Karl Marx described religion as the ‘opium of the people’ and this has often been quoted without an understanding of what Marx meant. Left as a truncated quote it could easily be more accurately applied to the liberal position of the likes of O’Toole. But Marx was not particularly interested in condemning religion but in condemning the sort of world that needed religion.
‘Religious distress is at the same time the expression of real distress and the protest against real distress. Religion is the sigh of the oppressed creature, the heart of a heartless world, just as it is the spirit of a spiritless situation. It is the opium of the people.’ The strength of Catholicism in Ireland has been the result of Ireland’s history of distress and protest against it but the heart of a heartless world cannot be other than rotten. Religion is no answer even spiritually. The abuse scandals have opened a window on a nation’s spirit that has been suffocated by a force which has crushed to the point of suicide the spirit of some of its youngest citizens.
A nation defined primarily by religion is less of a nation by that very fact, less able to develop the positive aspects of nationalism that now belong to history. The power of the Catholic Church was born out of the graves and famine ships that marked the country’s greatest disaster. The height of its power coincided not with the flowering of anything that could be called an Irish spirit but with speculation that the Irish were a dying ‘race’, evidenced through mass emigration and the suffocation of culture that marked the 1950s.
For Marx the criticism of religion had to turn to the criticism of politics and so must the socialist response to the sex scandals enveloping the Catholic Church. Like all forms of oppression it is the State that provides the key to unlocking the mechanism and system of oppression.

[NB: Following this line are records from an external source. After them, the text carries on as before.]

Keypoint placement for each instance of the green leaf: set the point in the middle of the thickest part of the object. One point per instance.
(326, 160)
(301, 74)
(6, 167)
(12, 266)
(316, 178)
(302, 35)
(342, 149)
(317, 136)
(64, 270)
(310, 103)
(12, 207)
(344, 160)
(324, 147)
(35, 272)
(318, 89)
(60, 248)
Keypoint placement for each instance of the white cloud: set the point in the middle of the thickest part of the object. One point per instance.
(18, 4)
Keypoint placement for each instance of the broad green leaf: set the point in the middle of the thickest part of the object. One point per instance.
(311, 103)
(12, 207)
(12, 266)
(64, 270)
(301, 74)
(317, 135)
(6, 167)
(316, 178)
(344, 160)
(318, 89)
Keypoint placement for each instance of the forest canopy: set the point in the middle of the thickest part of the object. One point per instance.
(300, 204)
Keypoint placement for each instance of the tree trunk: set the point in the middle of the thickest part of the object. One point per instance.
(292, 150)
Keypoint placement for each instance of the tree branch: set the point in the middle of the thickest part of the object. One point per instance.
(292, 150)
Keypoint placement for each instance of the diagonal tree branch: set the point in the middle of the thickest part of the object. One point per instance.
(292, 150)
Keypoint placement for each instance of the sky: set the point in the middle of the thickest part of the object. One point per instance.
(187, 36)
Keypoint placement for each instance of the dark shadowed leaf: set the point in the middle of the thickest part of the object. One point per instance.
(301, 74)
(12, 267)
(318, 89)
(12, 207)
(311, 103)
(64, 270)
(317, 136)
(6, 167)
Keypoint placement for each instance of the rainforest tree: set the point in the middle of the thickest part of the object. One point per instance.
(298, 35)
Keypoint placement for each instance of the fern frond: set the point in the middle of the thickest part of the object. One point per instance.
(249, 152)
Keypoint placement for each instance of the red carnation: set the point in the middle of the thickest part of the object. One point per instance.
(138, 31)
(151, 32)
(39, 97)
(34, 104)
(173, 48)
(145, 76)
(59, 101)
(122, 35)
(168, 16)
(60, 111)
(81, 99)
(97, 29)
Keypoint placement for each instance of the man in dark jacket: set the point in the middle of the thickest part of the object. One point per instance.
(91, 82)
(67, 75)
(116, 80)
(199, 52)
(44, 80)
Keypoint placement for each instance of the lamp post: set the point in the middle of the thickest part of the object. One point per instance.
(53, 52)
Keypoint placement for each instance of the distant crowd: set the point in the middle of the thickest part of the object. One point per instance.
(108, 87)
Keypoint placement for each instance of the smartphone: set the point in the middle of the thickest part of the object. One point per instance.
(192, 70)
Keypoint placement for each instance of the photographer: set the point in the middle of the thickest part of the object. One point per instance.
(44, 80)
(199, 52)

Irish liberalism is incapable of dealing with the cause of this oppression because its roots are in a system with which they have no fundamental disagreement. Without being able to identify the social system defended by the Irish State as the source of oppression, the weaknesses of the oppressed themselves are targeted along with the individuals who have transgressed.

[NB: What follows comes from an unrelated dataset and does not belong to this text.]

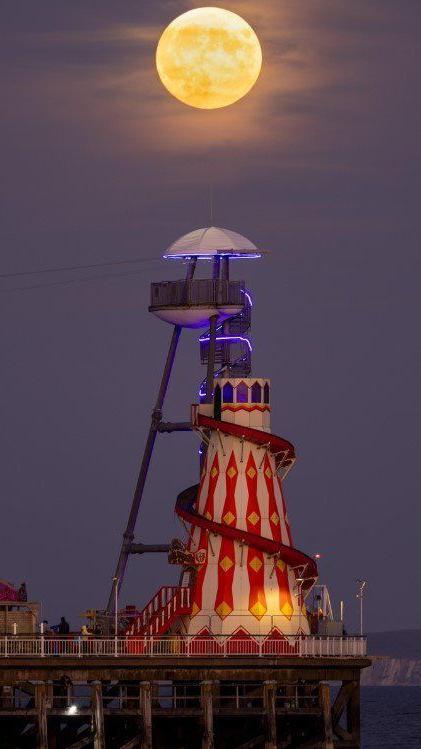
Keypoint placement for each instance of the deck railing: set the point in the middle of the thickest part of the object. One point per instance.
(173, 646)
(200, 292)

The roots of child abuse by the Catholic Church lie not only in the teachings of the Church, however lacking in humanity, nor does the power of the Church consist mainly in what force it can wield itself, however outwardly formidable. The power of the Church rests in its alliance with the Irish State in the South and its comfortable arrangements with the imperialist State in the North. Without these we could speak of individual guilt and punishment, or of a reformed theology. With them it is the political system, including the Church as a political institution, that must be found guilty.